Housing Bank Comes to Rest
Advocates for the housing bank, who have worked long and hard for their cause, lost the battle last week when a bill to create a new tax on real estate sales — with the money intended to go into an affordable housing fund — died as a piece of unfinished business on Beacon Hill. The Massachusetts legislature is now in summer recess.
And the housing bank, first filed three years ago, has run out its string.
Before they can file new legislation, backers of the housing bank must return to the six Island towns for another referendum vote. The last such vote was in the spring of Two Thousand and Five when an initiative was approved at town meetings.
Modeled after the Martha’s Vineyard Land Bank, which collects a two per cent transfer fee on most real estate transactions, the housing bank called for a one per cent tax on real estate sales. The fee would only apply to sales over seven hundred and fifty thousands dollars. (On Nantucket, where the housing bank bill would also have been enacted, the minimum was set at two million dollars.) Unlike the land bank, where the buyer pays the fee, this fee would be paid by the seller.
Three years ago when the housing bank initiative was first put to Island voters, it was backed by a majority vote.

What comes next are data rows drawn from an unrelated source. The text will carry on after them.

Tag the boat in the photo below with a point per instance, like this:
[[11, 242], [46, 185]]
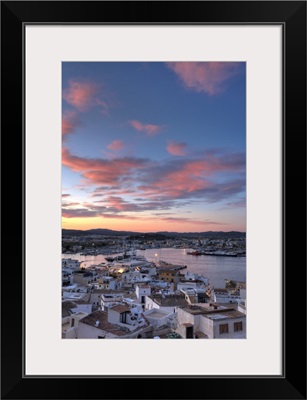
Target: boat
[[220, 253], [195, 253]]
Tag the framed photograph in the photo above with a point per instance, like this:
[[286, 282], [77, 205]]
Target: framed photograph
[[162, 173]]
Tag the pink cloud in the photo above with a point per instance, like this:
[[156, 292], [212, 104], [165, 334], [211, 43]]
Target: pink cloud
[[102, 171], [83, 95], [208, 77], [70, 121], [116, 145], [149, 129], [177, 149]]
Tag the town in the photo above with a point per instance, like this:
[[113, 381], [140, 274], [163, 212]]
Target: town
[[130, 297]]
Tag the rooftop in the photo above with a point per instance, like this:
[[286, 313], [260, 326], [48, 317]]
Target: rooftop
[[210, 312], [120, 308], [104, 325], [172, 300]]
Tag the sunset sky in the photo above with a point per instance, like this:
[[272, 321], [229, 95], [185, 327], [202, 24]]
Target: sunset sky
[[154, 146]]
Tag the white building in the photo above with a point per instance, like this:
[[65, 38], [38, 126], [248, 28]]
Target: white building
[[142, 291], [117, 322], [211, 322], [224, 295], [70, 263], [168, 303]]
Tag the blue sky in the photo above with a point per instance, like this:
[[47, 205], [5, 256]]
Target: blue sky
[[154, 146]]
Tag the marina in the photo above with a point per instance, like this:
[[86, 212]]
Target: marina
[[218, 269]]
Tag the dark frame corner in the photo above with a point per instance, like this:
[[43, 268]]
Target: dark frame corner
[[292, 14]]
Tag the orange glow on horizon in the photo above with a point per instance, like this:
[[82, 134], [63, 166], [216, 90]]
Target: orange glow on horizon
[[144, 225]]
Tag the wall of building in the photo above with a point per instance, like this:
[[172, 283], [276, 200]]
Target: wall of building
[[90, 332], [206, 326], [231, 333]]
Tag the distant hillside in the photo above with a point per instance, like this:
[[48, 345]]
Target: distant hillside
[[109, 232], [211, 234]]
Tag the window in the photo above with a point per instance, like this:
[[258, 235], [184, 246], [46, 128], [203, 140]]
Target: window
[[238, 326], [224, 328]]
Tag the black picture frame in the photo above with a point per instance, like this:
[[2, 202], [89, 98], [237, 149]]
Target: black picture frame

But with a dramatic downturn in the real estate market since then, it may be hard to win a majority vote again for one more tax on real estate sales. Market changes also will affect the projections for how much money the tax would bring in. The land bank, whose own numbers are down sharply this year despite conservative projections, can attest to that fact.
The housing bank was always a long shot, especially in the Massachusetts legislature, which is notoriously erratic and riddled with special interests and back-room deals.
Perhaps in this era of austerity and belt tightening all around, these times may demand more creative thinking and innovation.